His name was mentioned in despatches:
Lieut and Adjutant the Hon H L Pelham. I saw this officer two or three times under heavy fire conveying orders and encouraging the troops. He was killed in an advanced position, assisting with the machine guns, several of the detachment having been knocked out. In him the Army have lost a most promising officer. His work during mobilisation and during the campaign has been deserving of the highest praise.
A later letter, sent to his mother who was by then living at Oldland, Keymer about the whereabouts of his body reads:
I wish I could give you further details regarding your son, but the circumstances of the battle on the 14th, the first day of the Aisne, were such that we were not able to hold to the foremost ground to which we got that day, and indeed although we have been here a month today, we have never got back on the actual ground on which your son was killed. We know where your son fell, in the forefront of the battle, but we do not know as yet where he lies. The Germans, doubtless, have buried him, and when we move forward we shall, I hope, be able to give you fuller particulars.
He went on to say that the French President had awarded Herbert the Croix de Chevalier of the Legion of Honour for conspicuous gallantry in the field between 23rd and 31st August, an award which he had been recommended for before his death. He added some further detail for Herbert’s mother about her son’s death:
The action was fought between a place called Vendresse and Cerney, and your son was killed just on the edge of the latter place. He was with Mr Dashwood in a farmhouse with the machine guns when the building was destroyed by a shell…Mr Dashwood tells me that his death was instantaneous, and that he was struck by a piece of shell and was thus saved from suffering.
De Ruvigny’s Roll of Honour 1914 – 1924
It is believed that Herbert was initially buried by the Germans but his remains were later recovered and he was re-buried in Vendresse British Cemetery.
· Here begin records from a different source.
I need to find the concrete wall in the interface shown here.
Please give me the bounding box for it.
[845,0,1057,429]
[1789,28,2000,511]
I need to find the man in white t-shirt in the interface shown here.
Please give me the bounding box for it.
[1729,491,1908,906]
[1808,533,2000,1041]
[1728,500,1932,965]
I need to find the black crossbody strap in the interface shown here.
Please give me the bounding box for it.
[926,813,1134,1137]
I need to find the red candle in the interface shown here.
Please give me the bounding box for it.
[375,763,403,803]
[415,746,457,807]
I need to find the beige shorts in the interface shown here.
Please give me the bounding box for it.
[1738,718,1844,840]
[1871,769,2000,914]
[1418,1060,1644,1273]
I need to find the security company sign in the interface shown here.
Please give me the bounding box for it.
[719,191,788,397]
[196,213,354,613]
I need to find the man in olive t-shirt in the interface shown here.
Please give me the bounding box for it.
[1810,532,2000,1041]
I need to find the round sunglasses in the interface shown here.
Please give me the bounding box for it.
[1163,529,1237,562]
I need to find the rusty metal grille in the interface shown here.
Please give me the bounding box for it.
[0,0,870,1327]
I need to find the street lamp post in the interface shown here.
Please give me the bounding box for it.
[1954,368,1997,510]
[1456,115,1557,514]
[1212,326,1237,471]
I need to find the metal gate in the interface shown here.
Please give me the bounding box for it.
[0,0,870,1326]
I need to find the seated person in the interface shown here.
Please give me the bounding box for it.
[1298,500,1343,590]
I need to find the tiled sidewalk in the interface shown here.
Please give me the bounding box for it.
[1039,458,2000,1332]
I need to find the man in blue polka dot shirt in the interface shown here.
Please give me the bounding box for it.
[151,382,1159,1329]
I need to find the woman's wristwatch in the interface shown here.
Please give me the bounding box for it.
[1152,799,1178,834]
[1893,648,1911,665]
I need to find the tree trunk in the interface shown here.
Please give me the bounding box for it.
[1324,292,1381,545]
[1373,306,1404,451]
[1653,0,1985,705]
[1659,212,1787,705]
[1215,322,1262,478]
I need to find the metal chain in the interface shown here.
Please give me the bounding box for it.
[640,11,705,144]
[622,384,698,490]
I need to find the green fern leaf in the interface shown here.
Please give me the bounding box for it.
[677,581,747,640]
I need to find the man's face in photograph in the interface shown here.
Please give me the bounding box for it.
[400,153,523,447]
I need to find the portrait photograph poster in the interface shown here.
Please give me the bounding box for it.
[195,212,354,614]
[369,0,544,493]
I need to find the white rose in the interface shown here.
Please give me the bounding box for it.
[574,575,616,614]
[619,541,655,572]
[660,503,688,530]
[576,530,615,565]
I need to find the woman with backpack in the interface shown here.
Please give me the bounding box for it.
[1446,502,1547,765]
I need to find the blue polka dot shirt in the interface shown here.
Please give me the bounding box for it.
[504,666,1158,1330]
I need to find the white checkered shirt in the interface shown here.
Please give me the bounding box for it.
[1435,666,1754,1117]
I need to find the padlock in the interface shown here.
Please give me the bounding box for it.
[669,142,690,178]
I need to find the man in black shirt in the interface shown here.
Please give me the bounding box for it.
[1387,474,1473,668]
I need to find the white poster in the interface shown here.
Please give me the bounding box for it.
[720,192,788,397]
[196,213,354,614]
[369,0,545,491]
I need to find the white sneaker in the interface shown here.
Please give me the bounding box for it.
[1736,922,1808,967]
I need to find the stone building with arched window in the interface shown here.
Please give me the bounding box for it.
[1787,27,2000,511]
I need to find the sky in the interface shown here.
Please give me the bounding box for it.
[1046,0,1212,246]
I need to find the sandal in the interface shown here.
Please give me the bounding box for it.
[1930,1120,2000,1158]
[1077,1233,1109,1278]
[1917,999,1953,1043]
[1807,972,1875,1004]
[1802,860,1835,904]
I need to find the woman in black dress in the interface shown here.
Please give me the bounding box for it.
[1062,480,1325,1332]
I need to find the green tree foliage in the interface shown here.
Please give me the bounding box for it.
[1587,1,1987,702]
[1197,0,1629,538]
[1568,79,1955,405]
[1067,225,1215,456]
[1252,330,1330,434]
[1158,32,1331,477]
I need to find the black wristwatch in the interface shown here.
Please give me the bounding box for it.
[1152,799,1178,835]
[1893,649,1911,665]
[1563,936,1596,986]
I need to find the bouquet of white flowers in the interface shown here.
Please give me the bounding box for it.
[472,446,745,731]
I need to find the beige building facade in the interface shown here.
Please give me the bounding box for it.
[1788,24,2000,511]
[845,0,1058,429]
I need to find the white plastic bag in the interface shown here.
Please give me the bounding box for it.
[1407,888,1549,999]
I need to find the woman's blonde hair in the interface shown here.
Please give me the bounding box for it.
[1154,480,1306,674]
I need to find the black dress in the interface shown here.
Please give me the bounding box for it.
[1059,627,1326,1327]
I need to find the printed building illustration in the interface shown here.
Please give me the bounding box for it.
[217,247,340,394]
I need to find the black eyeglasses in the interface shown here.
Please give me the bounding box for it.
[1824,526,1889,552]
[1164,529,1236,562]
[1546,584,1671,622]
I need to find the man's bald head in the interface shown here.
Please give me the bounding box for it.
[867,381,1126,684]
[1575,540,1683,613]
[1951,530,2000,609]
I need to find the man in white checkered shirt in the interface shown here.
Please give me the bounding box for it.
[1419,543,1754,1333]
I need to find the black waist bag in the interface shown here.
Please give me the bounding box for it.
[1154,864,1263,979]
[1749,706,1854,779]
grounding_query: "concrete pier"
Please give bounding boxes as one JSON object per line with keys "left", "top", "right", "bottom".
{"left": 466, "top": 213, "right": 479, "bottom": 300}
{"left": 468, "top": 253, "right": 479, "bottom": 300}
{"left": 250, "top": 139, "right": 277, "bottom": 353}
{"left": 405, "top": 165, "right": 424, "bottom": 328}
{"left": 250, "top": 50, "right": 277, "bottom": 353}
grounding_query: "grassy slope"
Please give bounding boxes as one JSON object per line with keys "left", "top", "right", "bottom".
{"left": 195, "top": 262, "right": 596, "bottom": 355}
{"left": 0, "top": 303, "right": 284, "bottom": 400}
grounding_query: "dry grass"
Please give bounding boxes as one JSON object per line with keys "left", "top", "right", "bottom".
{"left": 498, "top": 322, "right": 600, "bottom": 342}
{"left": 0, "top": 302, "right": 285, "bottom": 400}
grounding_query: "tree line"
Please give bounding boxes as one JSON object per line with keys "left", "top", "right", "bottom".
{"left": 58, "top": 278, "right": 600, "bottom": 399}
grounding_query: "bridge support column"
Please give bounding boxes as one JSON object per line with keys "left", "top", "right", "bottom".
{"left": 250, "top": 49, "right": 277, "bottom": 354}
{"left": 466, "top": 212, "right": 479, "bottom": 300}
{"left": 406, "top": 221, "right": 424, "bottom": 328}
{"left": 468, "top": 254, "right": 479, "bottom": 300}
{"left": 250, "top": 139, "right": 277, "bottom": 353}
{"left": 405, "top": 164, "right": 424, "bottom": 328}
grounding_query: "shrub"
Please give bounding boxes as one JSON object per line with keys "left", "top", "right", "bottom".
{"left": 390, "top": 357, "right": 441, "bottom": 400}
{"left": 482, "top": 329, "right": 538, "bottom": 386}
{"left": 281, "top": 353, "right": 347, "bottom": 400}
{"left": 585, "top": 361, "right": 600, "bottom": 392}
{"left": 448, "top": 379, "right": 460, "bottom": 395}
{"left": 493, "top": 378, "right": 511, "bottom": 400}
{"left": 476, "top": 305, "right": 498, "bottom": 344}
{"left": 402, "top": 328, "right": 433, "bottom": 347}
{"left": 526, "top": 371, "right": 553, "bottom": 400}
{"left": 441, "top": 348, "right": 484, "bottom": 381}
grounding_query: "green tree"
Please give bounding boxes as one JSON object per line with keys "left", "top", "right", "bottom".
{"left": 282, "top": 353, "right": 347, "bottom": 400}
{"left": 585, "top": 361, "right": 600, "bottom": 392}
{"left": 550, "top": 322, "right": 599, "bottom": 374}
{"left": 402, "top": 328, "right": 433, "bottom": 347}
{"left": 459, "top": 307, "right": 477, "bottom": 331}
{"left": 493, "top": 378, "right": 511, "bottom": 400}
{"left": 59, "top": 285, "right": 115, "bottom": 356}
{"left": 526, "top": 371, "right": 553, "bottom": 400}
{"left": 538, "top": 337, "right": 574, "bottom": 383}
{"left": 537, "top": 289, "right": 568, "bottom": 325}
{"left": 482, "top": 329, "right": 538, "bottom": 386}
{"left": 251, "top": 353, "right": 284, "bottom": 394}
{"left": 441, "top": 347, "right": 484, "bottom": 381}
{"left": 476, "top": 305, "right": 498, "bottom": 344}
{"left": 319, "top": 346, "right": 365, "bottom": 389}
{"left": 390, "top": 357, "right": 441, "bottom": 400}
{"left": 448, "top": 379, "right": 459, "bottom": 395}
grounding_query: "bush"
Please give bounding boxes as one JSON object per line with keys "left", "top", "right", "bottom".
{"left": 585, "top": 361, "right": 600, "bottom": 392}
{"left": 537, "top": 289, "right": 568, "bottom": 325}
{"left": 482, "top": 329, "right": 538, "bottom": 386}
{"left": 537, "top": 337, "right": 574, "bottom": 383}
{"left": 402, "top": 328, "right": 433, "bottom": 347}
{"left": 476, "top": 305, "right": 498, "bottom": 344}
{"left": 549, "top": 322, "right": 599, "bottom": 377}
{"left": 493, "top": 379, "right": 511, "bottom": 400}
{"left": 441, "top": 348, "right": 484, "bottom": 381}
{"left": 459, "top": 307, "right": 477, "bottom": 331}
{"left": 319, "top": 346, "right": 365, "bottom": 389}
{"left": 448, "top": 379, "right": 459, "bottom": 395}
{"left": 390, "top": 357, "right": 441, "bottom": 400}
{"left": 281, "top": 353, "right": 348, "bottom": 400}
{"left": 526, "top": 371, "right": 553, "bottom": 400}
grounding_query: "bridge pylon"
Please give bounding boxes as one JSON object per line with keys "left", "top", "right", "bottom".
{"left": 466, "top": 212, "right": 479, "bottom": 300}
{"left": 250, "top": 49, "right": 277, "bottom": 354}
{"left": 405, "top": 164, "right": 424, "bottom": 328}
This cemetery was made after the Armistice by the concentration of graves from other cemeteries and from the battlefields and of over 700 men commemorated on this site more than half are unidentified. The inscription on Herbert’s headstone reads:
The People that know their God Shall be strong and do exploits.
Nearly three years later the Mid Sussex Times reported:
The Late Hon H L Pelham:
A tablet containing a figure of St Michael has been placed in Stanmer Church in memory of Lieutenant and Adjutant the Hon Herbert L Pelham, Royal Sussex Regiment, Croix De Chevalier Legion d’Honeur, who was killed in the forefront of the battle of the Aisne on September 14th 1914. … The memorial is of similar design to that erected in Lambeth Church to the deceased officer’s memory. The Archangel’s figure has a shield bearing a red cross and a banner inscribed ‘From strength to strength. … The tablet also contains representations of the badge of the Royal Sussex Regiment and the famous Pelham Buckle, the latter being a reminder of a brilliant military feat of a member of the Pelham family as long ago as 1356. Sussex readers will recall the fact that Stanmer Church stands within a few yards of the ancestral mansion of the Pelham family.
He is also remembered on Falmer War Memorial inside St Laurence Church. A finely carved wooden plaque, completed by Ditchling wood-carver and letter-cutter Kenneth Eager, lists the names of the fallen from both world wars including Herbert. It is known as the ‘Pelham Memorial’.
Herbert is also commemorated on the Memorial Panels in the House of Lords.
As an ex-pupil of Charterhouse School Herbert is commemorated along with 700 pupils who died in World War I. A school chapel, designed by Sir Giles Gilbert Scott was erected at Charterhouse School and consecrated in 1927 making it the largest war memorial in England.